How Aggregate Tables Are Populated With Data

After an aggregate table is defined, an instance of it needs to be created. An instance is an actual table that contains the aggregated data. The process of creating an instance of an aggregate table and populating it is referred to as a build of the table.

Note

Consider that for an aggregate instance to be built there should be an aggregate definition for it. An aggregate instance can be built and used only after the corresponding System-Defined or User-Defined aggregate table definition is created. If you want to see what definitions you have in AtScale you can check the Definitions tab in the Aggregate monitor.

For more information about how aggregates are defined, built, and used, see About Aggregates, Aggregate Definitions and Aggregate Instances, Life Cycle of Aggregate Tables, and Defining Aggregates Yourself.

Updating aggregate tables

Aggregate-table instances become outdated as a cluster ingests new data and existing data is updated. There are three actions that the engine can take to bring aggregate tables up-to-date.

  • Supersede the current instance of an aggregate table with an entirely new instance. The new instance includes more recent data and uses the existing definition for the aggregate table. This is called a full rebuild of an aggregate table.

    The previous instance stays in place as a backup in case the building of the new instance fails. Queries continue to use the previous instance until the new instance is ready.

    The AtScale engine rebuilds aggregate instances by querying the fact tables and dimensions that the definitions of those aggregates are based on. However, if the engine setting AGGREGATES.CREATE.BUILDFROMEXISTING.ENABLED is set to True and the engine decides that an aggregate instance A can be rebuilt from data that is in the rebuilt instance B of a different aggregate table, then the engine runs a query on B to populate A. Such a query generally runs much faster than a query on fact tables and dimensions. When rebuilds are triggered for all of the aggregate tables for a cube, the AtScale engine determines which aggregates could be built from other aggregates. The latter are given higher priority in the order of the rebuilds, so that the former can be rebuilt from them.

    Note

    Instances of incremental aggregates are not rebuilt from the data that is in instances of other aggregate tables.

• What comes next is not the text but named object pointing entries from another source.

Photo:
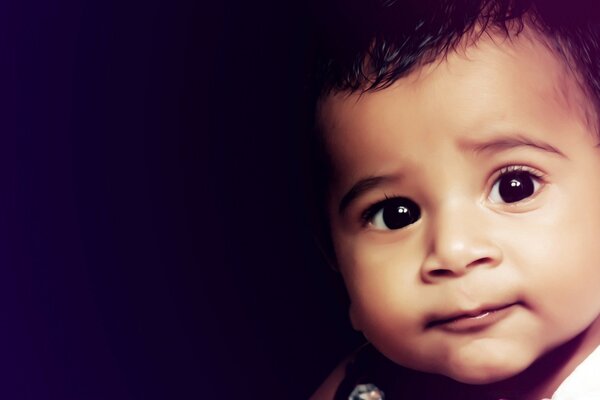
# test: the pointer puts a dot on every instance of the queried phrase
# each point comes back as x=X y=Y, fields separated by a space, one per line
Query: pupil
x=400 y=213
x=516 y=186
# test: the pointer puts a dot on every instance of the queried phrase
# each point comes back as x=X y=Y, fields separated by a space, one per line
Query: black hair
x=366 y=45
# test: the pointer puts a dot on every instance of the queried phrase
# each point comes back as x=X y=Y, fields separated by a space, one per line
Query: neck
x=542 y=378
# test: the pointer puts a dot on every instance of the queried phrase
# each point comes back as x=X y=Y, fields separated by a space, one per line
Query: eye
x=515 y=184
x=392 y=213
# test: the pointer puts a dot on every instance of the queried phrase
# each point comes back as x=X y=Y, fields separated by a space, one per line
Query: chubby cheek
x=381 y=282
x=557 y=255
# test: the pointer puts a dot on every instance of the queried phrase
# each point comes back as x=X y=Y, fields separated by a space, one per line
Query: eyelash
x=518 y=168
x=369 y=213
x=374 y=208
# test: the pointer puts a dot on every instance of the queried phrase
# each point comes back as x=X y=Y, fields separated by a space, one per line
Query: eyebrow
x=360 y=187
x=504 y=143
x=497 y=144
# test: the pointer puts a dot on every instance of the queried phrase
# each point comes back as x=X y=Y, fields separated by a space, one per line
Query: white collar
x=584 y=381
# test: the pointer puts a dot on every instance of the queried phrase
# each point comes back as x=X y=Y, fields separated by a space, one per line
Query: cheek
x=382 y=282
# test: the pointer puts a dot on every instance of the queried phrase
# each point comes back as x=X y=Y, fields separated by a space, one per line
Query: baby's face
x=465 y=211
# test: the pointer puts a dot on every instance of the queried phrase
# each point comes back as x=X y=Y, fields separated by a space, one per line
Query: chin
x=482 y=374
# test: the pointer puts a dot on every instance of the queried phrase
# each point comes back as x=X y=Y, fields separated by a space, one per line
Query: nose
x=460 y=239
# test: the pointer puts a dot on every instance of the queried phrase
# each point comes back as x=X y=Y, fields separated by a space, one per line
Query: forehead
x=496 y=83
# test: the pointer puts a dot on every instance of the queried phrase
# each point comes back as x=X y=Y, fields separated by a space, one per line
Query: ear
x=354 y=318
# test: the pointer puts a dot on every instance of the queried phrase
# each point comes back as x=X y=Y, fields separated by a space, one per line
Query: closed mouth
x=471 y=319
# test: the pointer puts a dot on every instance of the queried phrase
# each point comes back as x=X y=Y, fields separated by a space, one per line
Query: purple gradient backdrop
x=154 y=242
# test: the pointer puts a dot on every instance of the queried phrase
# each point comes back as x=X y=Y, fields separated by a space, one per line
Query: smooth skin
x=442 y=137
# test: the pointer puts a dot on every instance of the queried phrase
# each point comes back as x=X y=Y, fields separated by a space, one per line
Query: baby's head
x=464 y=184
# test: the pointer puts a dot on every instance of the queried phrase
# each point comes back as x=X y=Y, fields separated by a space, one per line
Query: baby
x=462 y=164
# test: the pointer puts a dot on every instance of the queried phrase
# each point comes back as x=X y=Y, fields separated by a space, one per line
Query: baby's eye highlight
x=392 y=213
x=515 y=183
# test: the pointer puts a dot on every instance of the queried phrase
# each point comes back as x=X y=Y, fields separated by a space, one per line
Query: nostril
x=481 y=261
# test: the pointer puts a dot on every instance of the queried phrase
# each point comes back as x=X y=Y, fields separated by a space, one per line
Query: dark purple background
x=154 y=240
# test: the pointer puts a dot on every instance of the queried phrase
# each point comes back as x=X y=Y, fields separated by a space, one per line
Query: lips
x=478 y=319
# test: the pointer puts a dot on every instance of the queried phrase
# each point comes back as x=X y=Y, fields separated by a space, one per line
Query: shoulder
x=329 y=387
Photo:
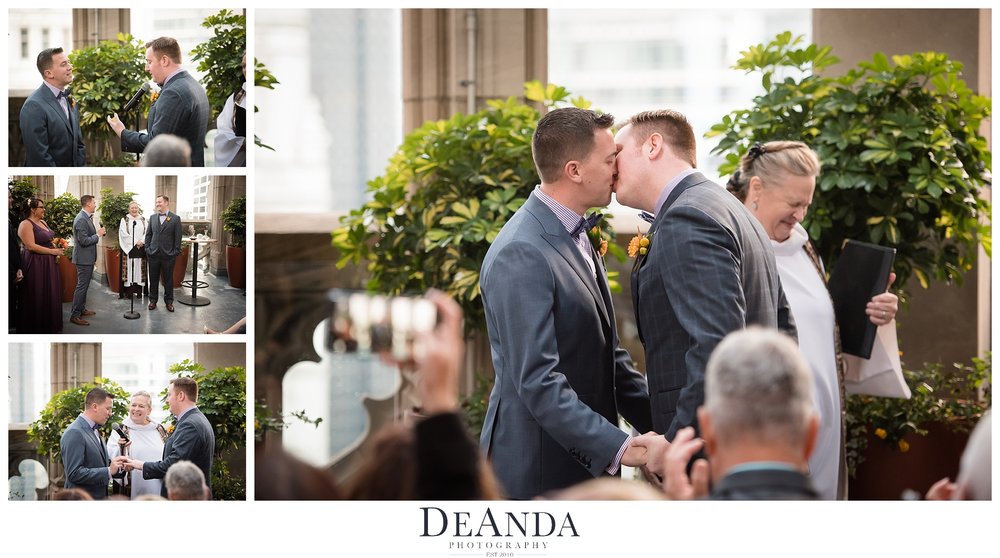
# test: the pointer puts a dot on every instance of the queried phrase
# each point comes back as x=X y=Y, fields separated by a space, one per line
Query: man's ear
x=571 y=170
x=654 y=146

  • Stop using the current system definition for an aggregate table and create no new instance of the table. Instead, create an instance of a newly defined aggregate table that supersedes the previous definition. The new instance includes the most recent data.

  • Supersede the current instance of an aggregate table by a) duplicating that instance, and then b) updating the rows in the duplicate and appending new rows to it. This is called incremental rebuild of an aggregate table. For more details about this type or rebuild, see About Incremental Rebuilds.

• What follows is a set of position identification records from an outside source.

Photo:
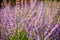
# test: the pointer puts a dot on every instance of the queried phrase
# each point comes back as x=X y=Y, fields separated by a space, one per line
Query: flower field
x=30 y=20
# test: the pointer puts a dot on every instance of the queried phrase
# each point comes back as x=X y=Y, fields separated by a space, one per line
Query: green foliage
x=56 y=18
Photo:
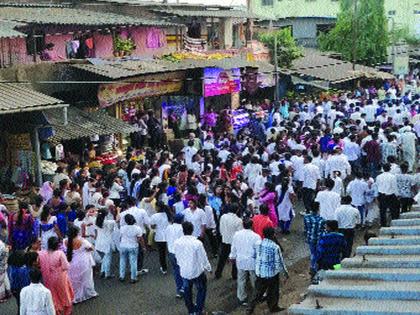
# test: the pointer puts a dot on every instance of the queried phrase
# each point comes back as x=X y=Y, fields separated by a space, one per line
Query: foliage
x=124 y=45
x=360 y=34
x=287 y=49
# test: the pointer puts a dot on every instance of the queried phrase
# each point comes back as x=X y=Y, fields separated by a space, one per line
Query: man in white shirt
x=328 y=200
x=311 y=176
x=242 y=253
x=197 y=217
x=174 y=232
x=357 y=189
x=193 y=262
x=142 y=220
x=230 y=223
x=36 y=299
x=387 y=198
x=347 y=217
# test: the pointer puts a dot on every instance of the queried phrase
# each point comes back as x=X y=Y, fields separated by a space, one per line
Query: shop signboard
x=219 y=81
x=110 y=94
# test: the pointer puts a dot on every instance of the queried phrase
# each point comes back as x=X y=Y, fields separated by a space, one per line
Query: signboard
x=109 y=94
x=218 y=81
x=401 y=65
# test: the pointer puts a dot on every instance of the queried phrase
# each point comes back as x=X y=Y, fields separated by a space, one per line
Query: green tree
x=361 y=33
x=287 y=49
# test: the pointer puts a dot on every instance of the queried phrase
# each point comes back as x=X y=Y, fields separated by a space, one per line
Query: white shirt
x=197 y=218
x=191 y=257
x=230 y=223
x=357 y=189
x=129 y=236
x=347 y=216
x=172 y=233
x=140 y=215
x=243 y=249
x=159 y=219
x=387 y=184
x=103 y=240
x=311 y=175
x=36 y=299
x=329 y=201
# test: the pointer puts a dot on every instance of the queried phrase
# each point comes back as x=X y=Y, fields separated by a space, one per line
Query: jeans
x=106 y=264
x=242 y=279
x=131 y=255
x=224 y=255
x=269 y=285
x=200 y=284
x=349 y=237
x=176 y=273
x=314 y=265
x=388 y=202
x=162 y=255
x=308 y=197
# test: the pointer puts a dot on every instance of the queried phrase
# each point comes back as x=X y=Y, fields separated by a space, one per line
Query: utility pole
x=354 y=40
x=276 y=70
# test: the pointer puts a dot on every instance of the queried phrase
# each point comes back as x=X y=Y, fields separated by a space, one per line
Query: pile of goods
x=182 y=55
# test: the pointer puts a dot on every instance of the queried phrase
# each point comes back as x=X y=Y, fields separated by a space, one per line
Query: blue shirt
x=330 y=249
x=268 y=259
x=314 y=226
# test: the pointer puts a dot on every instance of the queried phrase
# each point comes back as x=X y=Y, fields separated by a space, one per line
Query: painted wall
x=407 y=12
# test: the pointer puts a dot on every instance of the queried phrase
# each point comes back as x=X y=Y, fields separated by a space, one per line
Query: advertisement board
x=219 y=81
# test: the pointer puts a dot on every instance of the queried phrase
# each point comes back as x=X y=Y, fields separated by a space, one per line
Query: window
x=267 y=2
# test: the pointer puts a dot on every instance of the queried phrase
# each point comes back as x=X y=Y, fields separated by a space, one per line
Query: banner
x=218 y=81
x=109 y=94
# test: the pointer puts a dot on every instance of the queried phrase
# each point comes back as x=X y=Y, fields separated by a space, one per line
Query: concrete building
x=309 y=17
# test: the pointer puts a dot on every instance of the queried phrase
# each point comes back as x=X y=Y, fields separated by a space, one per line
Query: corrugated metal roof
x=84 y=124
x=317 y=65
x=15 y=97
x=7 y=29
x=209 y=13
x=67 y=16
x=124 y=69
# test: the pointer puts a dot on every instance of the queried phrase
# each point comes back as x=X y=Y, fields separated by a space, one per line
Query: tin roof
x=17 y=97
x=84 y=124
x=8 y=29
x=68 y=16
x=117 y=69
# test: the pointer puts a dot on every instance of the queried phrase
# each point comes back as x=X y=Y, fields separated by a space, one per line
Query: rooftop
x=18 y=97
x=66 y=16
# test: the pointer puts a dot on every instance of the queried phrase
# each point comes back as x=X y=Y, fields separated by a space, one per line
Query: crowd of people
x=225 y=195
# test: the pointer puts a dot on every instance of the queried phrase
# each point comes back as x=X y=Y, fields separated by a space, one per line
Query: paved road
x=154 y=294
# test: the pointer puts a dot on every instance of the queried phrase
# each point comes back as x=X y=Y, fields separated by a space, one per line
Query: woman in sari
x=54 y=268
x=20 y=228
x=79 y=255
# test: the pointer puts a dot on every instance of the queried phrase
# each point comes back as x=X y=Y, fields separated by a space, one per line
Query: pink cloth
x=269 y=199
x=46 y=191
x=54 y=268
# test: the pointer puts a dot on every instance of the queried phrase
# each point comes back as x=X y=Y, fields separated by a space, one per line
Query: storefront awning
x=18 y=97
x=81 y=124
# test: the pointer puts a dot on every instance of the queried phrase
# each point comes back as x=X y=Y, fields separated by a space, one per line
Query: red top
x=260 y=222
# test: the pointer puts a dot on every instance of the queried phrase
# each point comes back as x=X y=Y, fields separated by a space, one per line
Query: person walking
x=193 y=262
x=314 y=226
x=36 y=299
x=131 y=236
x=348 y=217
x=172 y=233
x=242 y=254
x=229 y=224
x=388 y=189
x=54 y=268
x=269 y=264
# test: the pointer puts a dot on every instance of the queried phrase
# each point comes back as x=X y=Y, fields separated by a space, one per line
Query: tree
x=287 y=49
x=361 y=33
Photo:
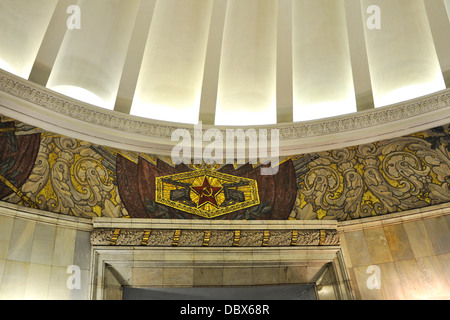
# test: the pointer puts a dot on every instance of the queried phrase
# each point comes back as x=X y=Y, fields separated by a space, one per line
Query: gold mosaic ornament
x=206 y=193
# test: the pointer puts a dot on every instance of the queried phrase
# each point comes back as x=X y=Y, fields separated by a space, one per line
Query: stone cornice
x=41 y=107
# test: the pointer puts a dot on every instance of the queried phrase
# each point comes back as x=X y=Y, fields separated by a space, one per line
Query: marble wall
x=399 y=256
x=406 y=254
x=35 y=254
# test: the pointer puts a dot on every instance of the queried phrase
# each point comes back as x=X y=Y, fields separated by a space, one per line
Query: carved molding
x=214 y=238
x=38 y=106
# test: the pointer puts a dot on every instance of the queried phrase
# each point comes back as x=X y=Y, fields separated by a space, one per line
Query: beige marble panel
x=391 y=286
x=37 y=282
x=14 y=280
x=2 y=268
x=354 y=283
x=434 y=277
x=265 y=276
x=398 y=242
x=58 y=289
x=345 y=251
x=237 y=276
x=292 y=274
x=21 y=240
x=361 y=276
x=208 y=277
x=64 y=247
x=411 y=278
x=418 y=238
x=179 y=277
x=6 y=227
x=357 y=248
x=147 y=276
x=444 y=259
x=439 y=234
x=43 y=244
x=377 y=245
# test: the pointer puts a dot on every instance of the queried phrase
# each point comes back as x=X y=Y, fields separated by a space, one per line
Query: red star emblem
x=206 y=193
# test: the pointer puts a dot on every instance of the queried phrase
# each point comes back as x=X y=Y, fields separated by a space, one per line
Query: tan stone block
x=64 y=247
x=208 y=276
x=292 y=274
x=439 y=234
x=444 y=260
x=361 y=276
x=354 y=284
x=377 y=245
x=345 y=251
x=6 y=227
x=237 y=276
x=38 y=282
x=43 y=244
x=265 y=276
x=21 y=240
x=178 y=277
x=418 y=239
x=411 y=279
x=357 y=248
x=147 y=276
x=14 y=280
x=433 y=276
x=58 y=289
x=391 y=287
x=398 y=242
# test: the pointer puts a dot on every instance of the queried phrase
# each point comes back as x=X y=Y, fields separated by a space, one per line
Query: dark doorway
x=284 y=292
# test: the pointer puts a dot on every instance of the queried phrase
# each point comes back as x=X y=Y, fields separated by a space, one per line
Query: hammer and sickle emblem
x=207 y=191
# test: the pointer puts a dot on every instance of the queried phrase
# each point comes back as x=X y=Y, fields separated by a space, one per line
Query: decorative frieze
x=214 y=238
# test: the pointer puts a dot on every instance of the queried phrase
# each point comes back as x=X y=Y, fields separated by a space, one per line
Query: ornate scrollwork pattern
x=375 y=179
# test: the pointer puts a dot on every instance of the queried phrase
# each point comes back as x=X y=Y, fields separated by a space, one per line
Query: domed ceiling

By default, all of the aggregate tables for a cube are refreshed with full rebuilds. In the AtScale Design Center, you can set a flag on a cube's fact dataset that causes all rebuilds to be incremental rebuilds. If your cube has more than one fact dataset, the aggregate tables will be built incrementally only for those fact datasets on which the flag is set.

Aggregate-table instances are not built or rebuilt individually. Rather, all aggregate-table instances for a cube are built or rebuilt together in a batch-build process. A process builds or rebuilds one aggregate at a time in succession. You can use engine settings to influence the order in which aggregate instances are processed.

How Batch-Build Processes For Cubes Are Started

Many companies have ETL (extract, transform, load) jobs that they routinely run to cleanse raw data and load it into a data warehouse. Before it ends, a job can call one of AtScale's REST APIs to trigger a build process. Alternatively, if a job is configured to write to a log file when it finishes, you can have AtScale monitor a path in a distributed file system (in a path in a bucket, if your data warehouse is Google BigQuery; in HDFS, if your data warehouse is Hadoop) for this signal that the job is complete. AtScale can then start a build process.

If no routine ETL job runs on your cluster or you do not want to wait for a routine job to run, you can click a button in the AtScale Design Center to start a build process.

Automatic restarts of interrupted batch-build processes

As an aggregate instance for a cube is built for the first time or rebuilt, the build process assigns it a status. If a build process is interrupted by the AtScale engine stopping, restarting the engine restarts the build process automatically. The status of an aggregate instance at the time of the interruption determines what the process does with that instance when the process restarts.

  • If the status of an instance is New, the instance has not yet been created and the process creates it.
  • If the status of an instance is In Progress, the process restarts work on the instance.
  • If the status of an instance is Done, the process ignores the instance.
  • If the status of an instance is Failed, the process attempts again to create the instance, if the value of the engine setting AGGREGATES.BATCH.RETRY.MAXATTEMPTSPERAGGREGATE has not yet been reached for that instance.

If the build process completes successfully, the status of all aggregate instances that the process created is set to Active.